LLM Wiki System

llm-wiki.en.md

sourceedited by Cairni · 방금 · AIv1

Overview

A draft article written for Cairni Explore (SEO) describing the LLM Wiki pattern — a method for building a self-maintaining knowledge base where an LLM agent, not a human, writes and maintains a persistent, interlinked collection of Markdown pages. llm-wiki.en.md

Key Sections & Facts

What the LLM Wiki Is

Shifts work from query time (RAG) to ingest time: the LLM compiles each incoming source into the wiki immediately.
Result: a knowledge base that *compounds* — cross-references and contradiction flags are already present, not re-derived per query.

Origin

Pattern popularized in 2026 by Andrej Karpathy (co-founder of OpenAI, former Director of AI at Tesla) via a GitHub gist (llm-wiki.md).
Framed as a modern realization of Vannevar Bush's Memex (1945) — a personal, associatively-linked knowledge store.
Karpathy's mental model: *"Obsidian is the IDE, the LLM is the programmer, and the wiki is the codebase."*

Three Layers

1.Raw sources — immutable; the LLM reads but never edits them.
2.The wiki — LLM-generated Markdown pages (summaries, entities, concepts, comparisons, index).
3.The schema — a config file (CLAUDE.md / AGENTS.md) that enforces wiki conventions.

Three Operations

Ingest — processes a new source, may touch 10–15 pages at once.
Query — finds relevant pages, synthesizes an answer; good answers can be filed back as new pages.
Lint — health-check for contradictions, stale claims, orphan pages, and gaps.

Navigation Files

index.md — content catalog; agent reads this first to route queries. Works without embeddings up to hundreds of pages.
log.md — append-only chronological record of all operations.

LLM Wiki vs.

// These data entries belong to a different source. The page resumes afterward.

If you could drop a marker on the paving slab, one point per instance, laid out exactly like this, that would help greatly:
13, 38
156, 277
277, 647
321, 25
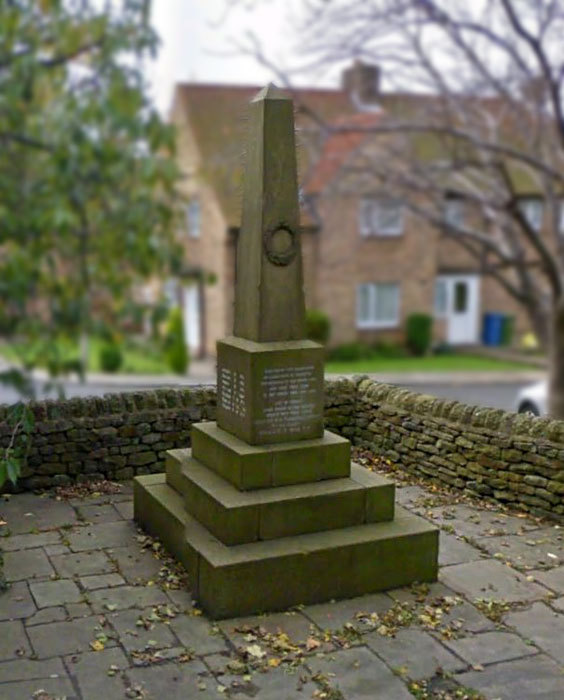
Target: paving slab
16, 602
541, 625
96, 514
198, 634
279, 684
174, 682
413, 653
473, 522
52, 688
125, 509
538, 549
334, 615
92, 583
108, 599
27, 564
83, 564
453, 550
490, 579
68, 637
39, 539
90, 670
13, 641
135, 636
181, 599
410, 496
30, 669
56, 549
490, 648
553, 578
28, 513
360, 675
104, 535
533, 678
47, 615
293, 623
135, 564
78, 610
466, 618
50, 593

RAG

RAG used by ~85% of enterprise AI applications (as of 2026); scales to millions of documents.
LLM Wiki: no chunking, no vector DB; human-readable output; contradictions reconciled at ingest.
RAG failure stat cited: 40–60% of RAG implementations never reach production.
Hybrid design recommended for large corpora: compiled wiki for hot context + RAG for the long tail.

Tooling Ecosystem

Obsidian — human-facing Markdown reader with graph view.
Claude Code (or Codex, OpenCode) — agent for compiling/maintaining.
qmd — on-device hybrid search (BM25 + local embeddings + LLM re-ranking) by Shopify CEO Tobi Lütke.
Underlying storage: a plain git repo of Markdown files.

Limitations

Scale ceiling: comfortable up to ~1,000 files; beyond that requires real search infrastructure.
Single-player by default — no multi-user access control or concurrent editing.
Self-managed setup, failure modes, and governance (no built-in confidence scoring or review workflow).

Managed Alternative

Cairni presented as a hosted implementation of the pattern, adding: scale beyond ~1,000 files, team workspaces, access control, approval queues, version history, and public publishing.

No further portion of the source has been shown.